Based on the prompt design, a typical response looks like:
**Hadith 1** - Sahih Al-Bukhari, Book 8, Number 476, Chapter 12:
[Hadith text...]
This hadith teaches us that... [2-3 sentence explanation]
**Hadith 2** - Sahih Al-Muslim, Book 3, Number 632, Chapter 5:
[Hadith text...]
This hadith shows that... [2-3 sentence explanation]
**Hadith 3** - Sahih Al-Bukhari, Book 2, Number 145, Chapter 8:
[Hadith text...]
This hadith indicates that... [2-3 sentence explanation]
**Hadith 4** - Sahih Al-Muslim, Book 7, Number 893, Chapter 15:
[Hadith text...]
This hadith demonstrates that... [2-3 sentence explanation]

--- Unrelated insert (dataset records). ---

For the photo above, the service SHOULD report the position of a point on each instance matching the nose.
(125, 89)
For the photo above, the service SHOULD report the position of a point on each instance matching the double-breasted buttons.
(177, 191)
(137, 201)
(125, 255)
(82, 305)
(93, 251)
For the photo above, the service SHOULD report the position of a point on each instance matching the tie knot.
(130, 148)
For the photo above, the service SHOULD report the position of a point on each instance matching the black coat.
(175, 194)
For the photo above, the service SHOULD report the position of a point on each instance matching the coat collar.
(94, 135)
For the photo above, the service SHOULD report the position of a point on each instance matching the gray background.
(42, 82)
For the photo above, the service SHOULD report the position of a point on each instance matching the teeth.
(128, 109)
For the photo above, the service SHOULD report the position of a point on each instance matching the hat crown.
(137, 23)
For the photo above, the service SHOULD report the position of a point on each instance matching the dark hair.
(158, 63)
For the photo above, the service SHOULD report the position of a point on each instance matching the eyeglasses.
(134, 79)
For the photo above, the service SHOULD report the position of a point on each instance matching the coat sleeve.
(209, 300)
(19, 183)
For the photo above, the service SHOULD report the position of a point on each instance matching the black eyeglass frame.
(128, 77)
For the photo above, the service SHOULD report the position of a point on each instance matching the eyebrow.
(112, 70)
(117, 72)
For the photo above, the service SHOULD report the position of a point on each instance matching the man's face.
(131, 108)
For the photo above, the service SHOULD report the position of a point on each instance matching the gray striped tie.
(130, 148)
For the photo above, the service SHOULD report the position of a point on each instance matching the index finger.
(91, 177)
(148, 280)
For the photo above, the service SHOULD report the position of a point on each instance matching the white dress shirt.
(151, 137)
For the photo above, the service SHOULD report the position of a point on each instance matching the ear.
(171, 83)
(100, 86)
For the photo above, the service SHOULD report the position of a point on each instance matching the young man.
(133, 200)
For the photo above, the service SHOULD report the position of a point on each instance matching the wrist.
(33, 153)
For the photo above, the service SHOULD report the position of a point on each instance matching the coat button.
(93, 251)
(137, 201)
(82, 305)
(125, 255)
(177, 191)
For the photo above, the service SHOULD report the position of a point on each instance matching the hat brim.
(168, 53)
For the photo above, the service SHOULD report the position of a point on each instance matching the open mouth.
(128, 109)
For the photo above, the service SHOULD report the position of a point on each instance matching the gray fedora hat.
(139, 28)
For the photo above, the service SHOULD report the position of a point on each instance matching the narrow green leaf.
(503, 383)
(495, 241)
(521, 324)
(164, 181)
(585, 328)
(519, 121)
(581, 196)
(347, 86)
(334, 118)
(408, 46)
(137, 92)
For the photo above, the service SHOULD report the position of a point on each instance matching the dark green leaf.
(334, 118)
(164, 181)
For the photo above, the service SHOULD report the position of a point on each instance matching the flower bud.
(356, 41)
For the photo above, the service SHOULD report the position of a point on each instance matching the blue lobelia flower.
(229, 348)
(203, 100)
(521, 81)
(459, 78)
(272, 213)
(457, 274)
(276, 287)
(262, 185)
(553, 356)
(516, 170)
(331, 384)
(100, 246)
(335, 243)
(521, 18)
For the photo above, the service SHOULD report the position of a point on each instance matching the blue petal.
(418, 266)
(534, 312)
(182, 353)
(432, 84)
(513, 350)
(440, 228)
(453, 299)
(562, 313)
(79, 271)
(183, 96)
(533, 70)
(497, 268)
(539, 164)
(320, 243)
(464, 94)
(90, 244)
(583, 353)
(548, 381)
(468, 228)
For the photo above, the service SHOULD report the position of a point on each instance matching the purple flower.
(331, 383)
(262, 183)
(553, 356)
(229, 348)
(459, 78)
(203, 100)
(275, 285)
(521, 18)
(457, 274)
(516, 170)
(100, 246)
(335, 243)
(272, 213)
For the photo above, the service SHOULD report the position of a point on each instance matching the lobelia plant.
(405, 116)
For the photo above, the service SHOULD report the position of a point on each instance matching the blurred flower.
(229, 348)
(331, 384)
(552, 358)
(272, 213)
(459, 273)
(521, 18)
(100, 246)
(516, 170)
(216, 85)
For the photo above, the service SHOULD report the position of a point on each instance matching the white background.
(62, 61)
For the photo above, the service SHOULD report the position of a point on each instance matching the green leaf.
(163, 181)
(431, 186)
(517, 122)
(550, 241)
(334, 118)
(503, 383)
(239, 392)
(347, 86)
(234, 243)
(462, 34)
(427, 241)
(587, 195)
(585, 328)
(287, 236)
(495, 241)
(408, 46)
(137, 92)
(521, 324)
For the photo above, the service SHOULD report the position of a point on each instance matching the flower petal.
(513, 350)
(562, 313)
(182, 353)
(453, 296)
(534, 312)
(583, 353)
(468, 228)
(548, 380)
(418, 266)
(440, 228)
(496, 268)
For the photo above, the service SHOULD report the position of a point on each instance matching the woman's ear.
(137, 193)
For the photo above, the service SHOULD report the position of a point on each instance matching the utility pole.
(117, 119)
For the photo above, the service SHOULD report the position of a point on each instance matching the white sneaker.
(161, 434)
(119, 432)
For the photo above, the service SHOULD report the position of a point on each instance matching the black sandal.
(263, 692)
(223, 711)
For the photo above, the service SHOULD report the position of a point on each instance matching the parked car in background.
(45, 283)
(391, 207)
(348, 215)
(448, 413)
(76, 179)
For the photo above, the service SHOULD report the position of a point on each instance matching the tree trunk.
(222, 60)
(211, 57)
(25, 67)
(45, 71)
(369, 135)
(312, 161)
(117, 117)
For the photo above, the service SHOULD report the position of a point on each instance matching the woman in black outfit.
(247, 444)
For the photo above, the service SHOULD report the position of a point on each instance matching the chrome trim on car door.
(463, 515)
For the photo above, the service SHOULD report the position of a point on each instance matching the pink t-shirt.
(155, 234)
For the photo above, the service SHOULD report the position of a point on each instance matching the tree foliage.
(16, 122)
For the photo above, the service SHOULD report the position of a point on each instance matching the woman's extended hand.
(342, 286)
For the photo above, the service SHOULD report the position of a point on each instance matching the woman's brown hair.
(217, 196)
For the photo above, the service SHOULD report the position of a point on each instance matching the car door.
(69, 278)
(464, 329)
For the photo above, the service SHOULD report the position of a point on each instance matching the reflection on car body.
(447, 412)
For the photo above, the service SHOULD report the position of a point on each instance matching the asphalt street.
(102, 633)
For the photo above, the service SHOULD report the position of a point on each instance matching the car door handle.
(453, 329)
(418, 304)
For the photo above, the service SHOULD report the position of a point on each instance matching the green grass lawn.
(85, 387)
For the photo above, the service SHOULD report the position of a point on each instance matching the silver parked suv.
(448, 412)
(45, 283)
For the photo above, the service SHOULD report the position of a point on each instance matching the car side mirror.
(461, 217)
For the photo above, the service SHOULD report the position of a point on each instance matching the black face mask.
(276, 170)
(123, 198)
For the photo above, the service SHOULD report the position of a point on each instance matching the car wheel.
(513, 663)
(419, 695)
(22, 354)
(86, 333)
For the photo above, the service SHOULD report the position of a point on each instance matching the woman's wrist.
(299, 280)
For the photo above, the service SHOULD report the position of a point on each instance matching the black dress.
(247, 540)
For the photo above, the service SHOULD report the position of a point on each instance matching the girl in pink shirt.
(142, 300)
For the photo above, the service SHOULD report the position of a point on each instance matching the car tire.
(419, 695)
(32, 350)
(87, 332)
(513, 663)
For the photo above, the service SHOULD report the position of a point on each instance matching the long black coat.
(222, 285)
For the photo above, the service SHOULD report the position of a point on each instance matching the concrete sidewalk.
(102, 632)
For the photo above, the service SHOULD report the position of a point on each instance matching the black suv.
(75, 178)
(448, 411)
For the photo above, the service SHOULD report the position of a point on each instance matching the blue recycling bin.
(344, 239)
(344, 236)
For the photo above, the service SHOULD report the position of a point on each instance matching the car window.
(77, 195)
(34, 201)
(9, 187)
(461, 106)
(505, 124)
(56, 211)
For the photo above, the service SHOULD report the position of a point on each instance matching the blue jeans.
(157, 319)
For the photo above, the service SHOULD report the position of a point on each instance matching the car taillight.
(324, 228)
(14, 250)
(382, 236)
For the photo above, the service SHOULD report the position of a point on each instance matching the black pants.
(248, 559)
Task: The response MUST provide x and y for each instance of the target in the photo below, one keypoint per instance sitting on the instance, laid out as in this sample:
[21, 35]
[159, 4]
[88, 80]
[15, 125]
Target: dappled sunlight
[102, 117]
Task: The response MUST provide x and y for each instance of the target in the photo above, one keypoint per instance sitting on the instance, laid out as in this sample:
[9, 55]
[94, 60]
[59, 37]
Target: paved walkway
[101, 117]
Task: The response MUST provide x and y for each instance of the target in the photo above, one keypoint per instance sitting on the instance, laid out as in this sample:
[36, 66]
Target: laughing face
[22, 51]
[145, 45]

**Answer:** [3-sentence maximum synthesis of all hadiths addressing the user's question]
Prompt Design Benefits
1. Consistency
Every response follows the same structure, making it easy for users to find information.
2. Verifiability
Proper citations enable users to cross-reference Hadiths with original sources.
3. Clarity
Separate explanations for each Hadith and a final summary prevent confusion.
4. Conciseness
Maximum sentence limits prevent overly long responses.
5. Accuracy
Instructions to use only retrieved context prevent hallucinations.
Good prompt design is the foundation of a reliable RAG system. DeenPAL’s structured approach ensures consistent, trustworthy responses.